Intervention de Christiane Taubira

Réunion du jeudi 9 juillet 2020 à 9h30
Commission d'enquête sur les obstacles à l'indépendance du pouvoir judiciaire

Christiane Taubira, ancienne ministre de la justice :

Je vous remercie pour vos mots aimables, qui ne concernent pas ma personne, mais qui sont une appréciation de la fonction de garde des Sceaux en tant que telle, et qui soulignent l'importance de cette responsabilité. Le ministère de la justice est un ministère régalien qui a pour responsabilité un département de l'État essentiel à la démocratie. Il en est l'épine dorsale. Il faut effectivement assumer les contradictions, vouloir l'indépendance dans les fonctions juridictionnelles et garantir aux citoyens le bon fonctionnement de l'institution judiciaire. Il faut savoir le faire et c'est ce que vous avez appelé la dualité. J'ai dit que votre propos était aimable : il est surtout perspicace.

S'agissant de l'indépendance du parquet, la loi protège les procureurs. Même s'ils reçoivent une consigne orale, les procureurs sont protégés : c'est tout l'intérêt de la loi ! Un procureur qui reçoit un coup de fil peut le signaler, car c'est une contravention à la loi. Voilà l'utilité ultime de la loi ! Il faut faire confiance à notre magistrature. Je ne suis pas en train de dire que tous les magistrats sont irréprochables, ni que tous les procureurs sont travaillés en permanence par un souci d'indépendance. Nous sommes ce que nous sommes : homme parmi les hommes, comme disait Jean-Paul Sartre. Hommes et femmes parmi les hommes et les femmes : voilà ce que nous sommes. Dans la magistrature comme ailleurs, nous avons des personnalités, des tempéraments, des forces et des faiblesses, des vulnérabilités, des vanités : nous avons de tout, dans ce corps comme dans d'autres ! C'est pourquoi il faut un cadre. Une fois que l'indépendance du ministère public, dans ses fonctions juridictionnelles, est assurée, on peut brandir, de temps à autre, l'exemple de quelqu'un qui n'a pas fait ce qu'il faut, mais cela ne remet pas en cause l'ensemble. Vous dites que certains procureurs anticipent les attentes du ministre : c'est comme à l'école, certains veulent être aimés de la maîtresse, mais ce n'est pas la maîtresse qui leur demande de dénoncer leurs petits camarades !

L'unité du corps est une question importante. Le projet de réforme constitutionnelle que j'avais préparé renforçait l'unité du corps, comme la loi du 25 juillet 2013. À partir du moment où le ministère public ne reçoit plus d'instructions, il fonctionne, en tant que tel, comme autorité judiciaire.

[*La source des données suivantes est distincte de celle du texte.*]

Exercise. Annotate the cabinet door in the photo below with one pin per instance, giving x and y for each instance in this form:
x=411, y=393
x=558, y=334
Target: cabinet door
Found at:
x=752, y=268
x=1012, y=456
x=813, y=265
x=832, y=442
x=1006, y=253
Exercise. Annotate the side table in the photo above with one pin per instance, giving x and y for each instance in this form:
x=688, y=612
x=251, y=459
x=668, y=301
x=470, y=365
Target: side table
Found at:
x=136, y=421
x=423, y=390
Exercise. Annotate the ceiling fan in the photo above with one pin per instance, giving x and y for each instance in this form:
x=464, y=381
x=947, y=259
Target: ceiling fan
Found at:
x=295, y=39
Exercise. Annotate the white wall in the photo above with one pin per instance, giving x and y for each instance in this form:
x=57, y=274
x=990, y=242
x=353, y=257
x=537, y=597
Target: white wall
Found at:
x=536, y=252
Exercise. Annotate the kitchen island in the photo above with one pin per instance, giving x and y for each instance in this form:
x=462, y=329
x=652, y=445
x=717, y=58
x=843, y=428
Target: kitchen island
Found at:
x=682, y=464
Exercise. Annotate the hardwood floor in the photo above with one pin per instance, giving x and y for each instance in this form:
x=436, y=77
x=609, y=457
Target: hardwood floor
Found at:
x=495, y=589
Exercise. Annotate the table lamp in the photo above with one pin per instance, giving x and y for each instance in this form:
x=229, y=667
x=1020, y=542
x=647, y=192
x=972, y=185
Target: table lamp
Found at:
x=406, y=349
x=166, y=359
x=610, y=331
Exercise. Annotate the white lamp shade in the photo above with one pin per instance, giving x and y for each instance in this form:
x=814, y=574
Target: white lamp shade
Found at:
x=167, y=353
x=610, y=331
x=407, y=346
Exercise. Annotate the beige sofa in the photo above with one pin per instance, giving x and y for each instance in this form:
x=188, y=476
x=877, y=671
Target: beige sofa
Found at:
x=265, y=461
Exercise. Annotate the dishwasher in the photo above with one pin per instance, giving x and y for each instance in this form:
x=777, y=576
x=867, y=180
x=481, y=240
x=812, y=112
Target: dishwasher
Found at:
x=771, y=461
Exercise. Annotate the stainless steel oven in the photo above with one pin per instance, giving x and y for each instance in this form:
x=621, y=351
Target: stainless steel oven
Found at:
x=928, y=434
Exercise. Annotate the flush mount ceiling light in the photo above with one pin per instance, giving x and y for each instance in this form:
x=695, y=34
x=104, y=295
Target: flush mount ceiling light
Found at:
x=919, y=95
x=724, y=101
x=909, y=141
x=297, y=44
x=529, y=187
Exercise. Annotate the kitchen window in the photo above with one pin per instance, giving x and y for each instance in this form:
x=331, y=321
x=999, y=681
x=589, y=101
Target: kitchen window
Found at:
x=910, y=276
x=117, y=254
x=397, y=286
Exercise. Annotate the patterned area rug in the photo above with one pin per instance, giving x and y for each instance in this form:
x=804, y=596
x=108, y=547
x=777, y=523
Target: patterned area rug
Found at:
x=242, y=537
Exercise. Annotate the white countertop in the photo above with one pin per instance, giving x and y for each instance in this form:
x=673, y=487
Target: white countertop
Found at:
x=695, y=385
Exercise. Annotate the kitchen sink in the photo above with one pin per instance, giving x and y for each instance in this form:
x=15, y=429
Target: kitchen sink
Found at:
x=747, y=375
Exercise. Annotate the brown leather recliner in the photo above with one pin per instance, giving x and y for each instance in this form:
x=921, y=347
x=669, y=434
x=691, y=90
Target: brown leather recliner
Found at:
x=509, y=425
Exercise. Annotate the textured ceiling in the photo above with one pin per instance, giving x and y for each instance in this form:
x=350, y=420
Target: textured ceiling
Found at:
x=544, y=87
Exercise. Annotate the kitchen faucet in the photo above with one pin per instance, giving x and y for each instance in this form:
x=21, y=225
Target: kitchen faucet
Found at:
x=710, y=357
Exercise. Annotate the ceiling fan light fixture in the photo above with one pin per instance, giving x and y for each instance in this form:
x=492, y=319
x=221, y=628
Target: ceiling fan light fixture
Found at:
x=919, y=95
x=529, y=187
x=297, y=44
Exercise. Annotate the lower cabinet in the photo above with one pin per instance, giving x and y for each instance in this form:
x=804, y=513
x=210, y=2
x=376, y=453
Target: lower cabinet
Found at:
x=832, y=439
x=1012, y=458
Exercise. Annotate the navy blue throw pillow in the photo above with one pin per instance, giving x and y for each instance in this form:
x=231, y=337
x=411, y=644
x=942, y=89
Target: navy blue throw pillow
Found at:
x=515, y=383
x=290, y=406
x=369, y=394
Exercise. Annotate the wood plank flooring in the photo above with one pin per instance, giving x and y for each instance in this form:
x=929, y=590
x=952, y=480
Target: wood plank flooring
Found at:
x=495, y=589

La CEDH peut donc reconnaître notre ministère public comme autorité judiciaire. Même si le ministère public ne prononce pas de jugement, il y a quand même un seul corps. Je suis plutôt favorable à ce que l'on continuer de consolider l'unité du corps.

Cela me permet de rappeler que, lorsque nous avons travaillé sur ces textes, certains voulaient interdire le syndicalisme dans la magistrature ! Il y a toujours cette tentation de dire : « C'est un pouvoir judiciaire, il est indépendant : on le lâche » – d'accord, mais on le lâche où ? Comment accède-t-on à ce pouvoir – élections, nominations – et, surtout, comment rend-il compte ?

Pour en revenir à votre question, je ne suis pas favorable à un procureur général national. Je ne pense pas que vous, parlementaires, soyez prêts à vous contenter d'un vague rapport annuel du procureur national : s'il vient une fois par an, qu'est-ce que cela dit des travaux du parquet, qui sont de très grande qualité, d'ailleurs ? Quelle utilité ? Personnellement, je n'ai pas envie de vivre dans une démocratie comme cela. Il y a des pays qui fonctionnent ainsi, et pas forcément mal, comme l'Espagne, mais nous ne sommes pas ces pays. On ne peut pas passer son temps à revendiquer un parquet à la française, à expliquer à la CEDH qu'elle ne comprend pas nos subtilités et que le parquet à la française est indépendant, pour ensuite se contenter d'un modèle standard ! Je n'ai pas envie de cela ! Alors oui, il faut consolider le corps, mais il faut aussi maintenir la responsabilité politique sur le bon fonctionnement du service public.